Enter my Chilean friend Renato, a guy with whom I hadn’t spent a field season in Antarctica, but who had spent multiple seasons there and could swap stories about Cape Shirreff with no problem. Knowing vaccines could be cheaper in South America, I asked if he thought I could get a yellow fever vaccine in Punta Arenas or Santiago.

While he was looking into that and corresponding with me on WhatsApp, he casually mentioned how I should volunteer for an organization called Comunidad Inti Warra Yassi. A Bolivian NGO that operates three wildlife sanctuaries, volunteers are always needed to work with jaguars, pumas, howler monkeys, spider monkeys, ocelots, spectacled bear, peccaries, tapirs, exotic birds, etc. that have been injured.

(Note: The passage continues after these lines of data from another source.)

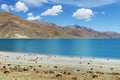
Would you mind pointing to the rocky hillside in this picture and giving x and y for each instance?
(12, 26)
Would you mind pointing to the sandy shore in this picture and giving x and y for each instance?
(21, 66)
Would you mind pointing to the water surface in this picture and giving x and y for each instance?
(65, 47)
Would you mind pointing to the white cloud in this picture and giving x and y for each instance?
(86, 3)
(83, 14)
(34, 2)
(32, 17)
(103, 12)
(5, 7)
(54, 11)
(20, 6)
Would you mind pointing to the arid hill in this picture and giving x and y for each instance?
(12, 26)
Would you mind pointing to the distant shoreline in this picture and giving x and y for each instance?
(37, 66)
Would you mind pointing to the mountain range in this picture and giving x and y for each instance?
(12, 26)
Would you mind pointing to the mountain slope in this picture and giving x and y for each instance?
(12, 26)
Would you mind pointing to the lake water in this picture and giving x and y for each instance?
(65, 47)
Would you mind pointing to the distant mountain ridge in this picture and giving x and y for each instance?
(12, 26)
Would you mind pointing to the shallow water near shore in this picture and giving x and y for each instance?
(87, 47)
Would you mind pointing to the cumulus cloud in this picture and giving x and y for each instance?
(83, 14)
(34, 2)
(103, 12)
(54, 11)
(32, 17)
(86, 3)
(5, 7)
(20, 6)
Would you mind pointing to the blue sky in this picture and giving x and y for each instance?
(101, 15)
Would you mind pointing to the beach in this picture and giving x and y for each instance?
(27, 66)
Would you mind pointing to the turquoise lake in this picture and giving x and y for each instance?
(109, 48)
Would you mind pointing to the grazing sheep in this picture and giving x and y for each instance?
(51, 72)
(55, 66)
(6, 72)
(95, 76)
(74, 78)
(59, 75)
(69, 73)
(99, 72)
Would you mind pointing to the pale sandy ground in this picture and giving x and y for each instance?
(21, 66)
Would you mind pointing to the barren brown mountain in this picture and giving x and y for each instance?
(12, 26)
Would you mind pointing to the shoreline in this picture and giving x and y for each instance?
(51, 67)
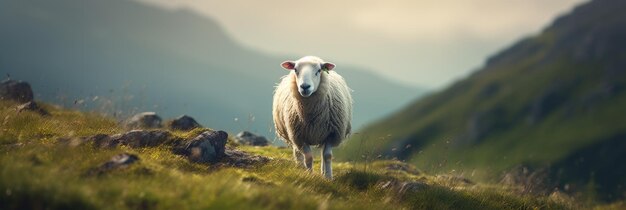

Thinking that I couldn’t give the minimum time commitment of 2 weeks, it seemed awesome but unlikely. Well, life happens, and here I am 5 hours into my bus ride from Santa Cruz to Ambue Ari. In another couple hours, I’ll be arriving at Parque Ambue Ari, my rainforest home for the next 2 months. I’d managed to get a yellow fever vaccine at a medical clinic in downtown Houston, Texas, during my 8 hour layover on my trip south back in November, so I was clear to volunteer in the jungle.

I honestly don’t fully know what I’m getting myself into. Volunteers are assigned a primary animal for whom to care, and while my hopes are for a jaguar, I’ve read that monkey caretakers climb trees with their monkeys. Really, any experience here will be brand new and exciting.